ETL-framework 🏗️¶
A demo ETL framework designed to showcase high-quality data engineering principles and practices. This project isn’t production-grade - it’s a reference implementation that brings together key patterns like medallion architecture, data quality enforcement, CI/CD with GitHub Actions, Infrastructure as Code (IaC) using Databricks Asset Bundles (DABs), automated documentation, and more. It’s intended as a learning tool and best practice guide, demonstrating how to build reliable, maintainable, and secure data pipelines using modern tooling and engineering standards.

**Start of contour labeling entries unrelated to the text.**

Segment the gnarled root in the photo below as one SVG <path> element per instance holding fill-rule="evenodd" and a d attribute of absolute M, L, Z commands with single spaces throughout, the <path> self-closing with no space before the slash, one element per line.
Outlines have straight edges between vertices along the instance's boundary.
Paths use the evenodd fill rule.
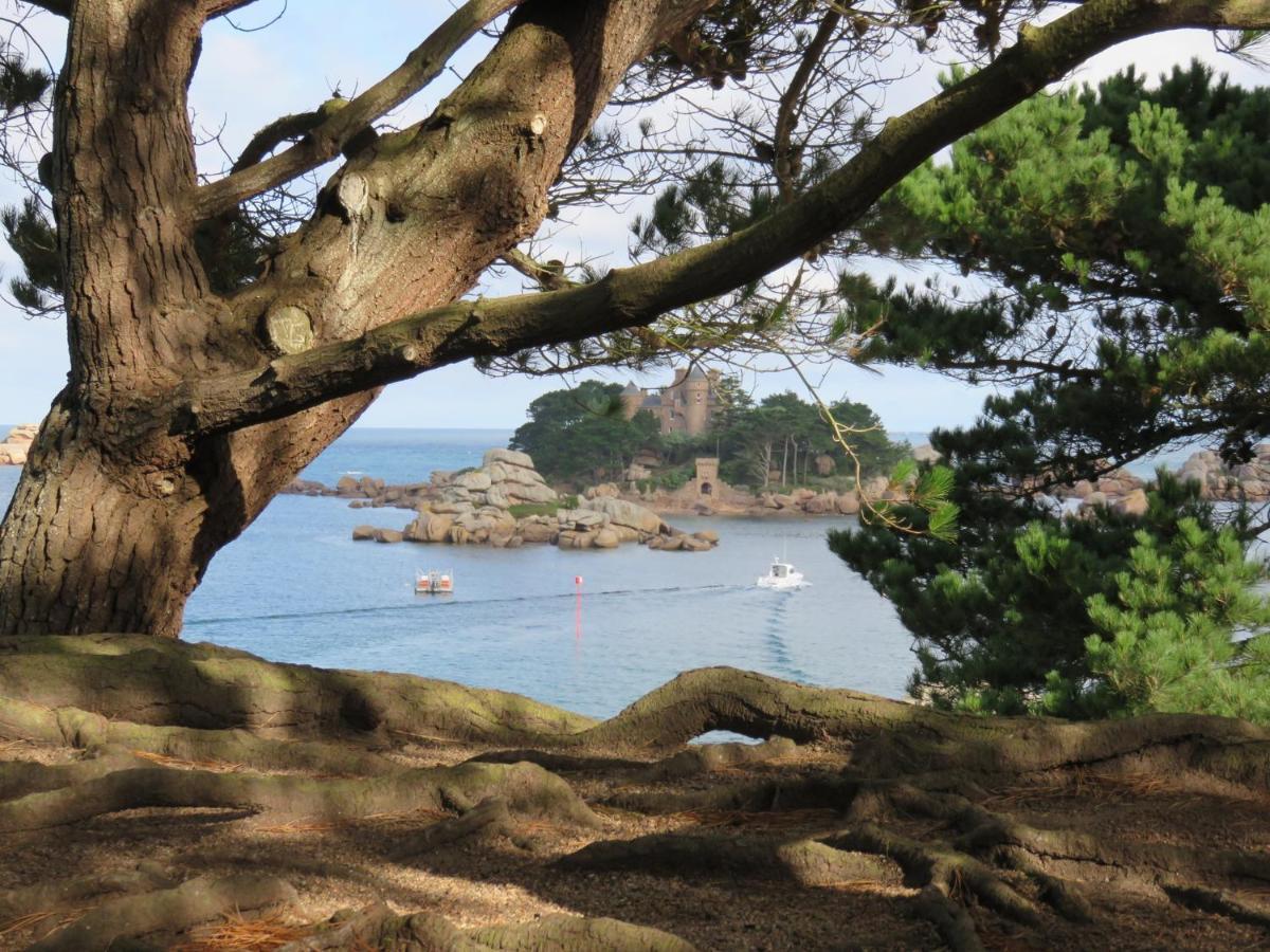
<path fill-rule="evenodd" d="M 104 952 L 121 939 L 154 932 L 183 932 L 227 913 L 295 901 L 296 891 L 291 885 L 272 876 L 197 878 L 175 889 L 104 902 L 37 942 L 30 952 Z"/>
<path fill-rule="evenodd" d="M 140 725 L 243 727 L 288 739 L 375 731 L 514 745 L 594 724 L 503 691 L 274 664 L 218 645 L 142 636 L 5 637 L 0 658 L 0 696 Z"/>
<path fill-rule="evenodd" d="M 475 834 L 497 836 L 511 833 L 512 811 L 502 797 L 489 797 L 465 812 L 462 816 L 438 820 L 419 833 L 406 836 L 389 857 L 398 862 L 417 857 L 447 843 Z"/>
<path fill-rule="evenodd" d="M 599 825 L 569 784 L 535 764 L 464 764 L 330 781 L 151 767 L 0 803 L 0 831 L 47 829 L 147 806 L 240 809 L 338 823 L 385 812 L 469 810 L 491 795 L 504 797 L 518 815 Z"/>
<path fill-rule="evenodd" d="M 613 949 L 615 952 L 692 952 L 692 946 L 660 929 L 617 919 L 546 915 L 525 925 L 498 925 L 461 932 L 438 915 L 398 915 L 382 902 L 354 915 L 340 915 L 315 935 L 278 952 L 321 949 Z"/>
<path fill-rule="evenodd" d="M 663 876 L 790 880 L 804 886 L 870 880 L 895 882 L 885 859 L 834 849 L 814 839 L 782 842 L 720 835 L 652 834 L 630 840 L 599 840 L 560 859 L 564 868 L 631 869 Z"/>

The pipeline is simulating a real-world online grocery analytics scenario: The business has asked for a dashboard to help category managers and supply chain analysts make better decisions around product placement, replenishment, and promotional effectiveness. They want to answer questions like:
Which products drive the most repeat purchases and should be prioritised?
Which promotions are actually increasing reorder rates or basket sizes?
How do sales patterns vary across departments and days of the week?
We are using a Kaggle Instacart Online Grocery dataset as a proxy for real transactional source data from an online grocer. See Use Case for more info.
Principles & Practices🚦¶
Medallion Architecture (Bronze → Silver → Gold) 🪙¶
Structured layering from raw ingestion to clean and consumable datasets. Bronze stores raw, Silver applies transformations and joins, and Gold produces analytics-ready outputs. This enables traceability and maintainability.
Data Quality 🧪¶
Automated DQ framework that warns or blocks bad data from writing to tables.
Leverages Databricks DQX to define expectation-based rules (e.g. completeness, uniqueness, patterns, ranges) at both row and column levels, enabling flexible validation pipelines.
Table health is continuously monitored using Lakehouse Monitoring, with support for profiling and drift detection over time.
Failures trigger Databricks SQL alerts, ensuring awareness of ata quality issues.
Data Modeling 🧩¶
Organizes the gold layer into relational star schemas using Kimball’s dimensional modeling approach.
Separates fact tables from dimension tables and promotes conformed dimensions for consistent analytics.
CI / CD with GitHub Actions & Databricks Asset Bundles 🔁¶
Run unit tests & linting on pull requests.
Validate Databricks Asset Bundle YAML to catch infra/configuration errors early.
Use GitHub Actions to deploy bundles to a dev environment automatically on pushes to main.
Support manual, SHA-controlled deployment to prod environments.
Isolate environments (dev, prod) using environment-specific DAB targets and variable substitution.
Trigger post-deployment actions like running DDL operations.
Auto-build and deploy Sphinx documentation to GitHub Pages on pushes to main, ensuring public docs stay current.
Leverage Git commit SHA or semantic version tags for traceability and rollback capabilities.
Promote to prod upon successful dev deployments.
Testing & Code Quality 🧪¶
Includes unit tests and integration tests, validating transforms, quality logic, and infrastructure using Pytest.
Enforces linting with Ruff and static typing with MyPy.
Documentation 📚¶
Fully Sphinx-documented (docs/) with autodoc configuration.
CI pipeline auto-deploys docs to GitHub Pages, ensuring public-facing documentation reflects the codebase.
Infrastructure as Code (DABS) 🧱¶
Databricks infrastructure is managed using DABS (Databricks Asset Bundles) for repeatable, declarative deployments.
Configurations define clusters, secrets, jobs, and workspace assets using YAML.
DABS integrates with GitHub Actions for automated validation and deployment as part of the CI/CD workflow.
Software Engineering Standards 💻¶
Configuration, constants, and logging are structured and centralized to promote maintainability, clarity, and consistent behavior across the codebase.
Abstractions like DeltaTable and DeltaWriter isolate complexity and support reusable logic across pipelines.
Security & Governance 🔐¶
Sensitive credentials (e.g. API keys, database passwords) are never hardcoded and are securely managed via GitHub secrets. Secrets are injected at runtime using environment variables or cluster scopes.
Tables are defined and registered within Unity Catalog, enabling centralized data governance across workspaces. This allows for fine-grained access controls, lineage tracking, and auditability.
Permissions are set at the catalog, schema, and table level to restrict access based on least privilege principles (e.g. consumers only have read access to Gold; only SPNs or authorised users have write access).
Unity Catalog automatically tracks table lineage and access history, supporting traceability for all medallion-layered tables.
Note: This is an ongoing demo framework. Some elements are partially implemented or stubbed for demonstration purposes. While ingestion is included to enable end-to-end flow, this project focuses more on downstream practices.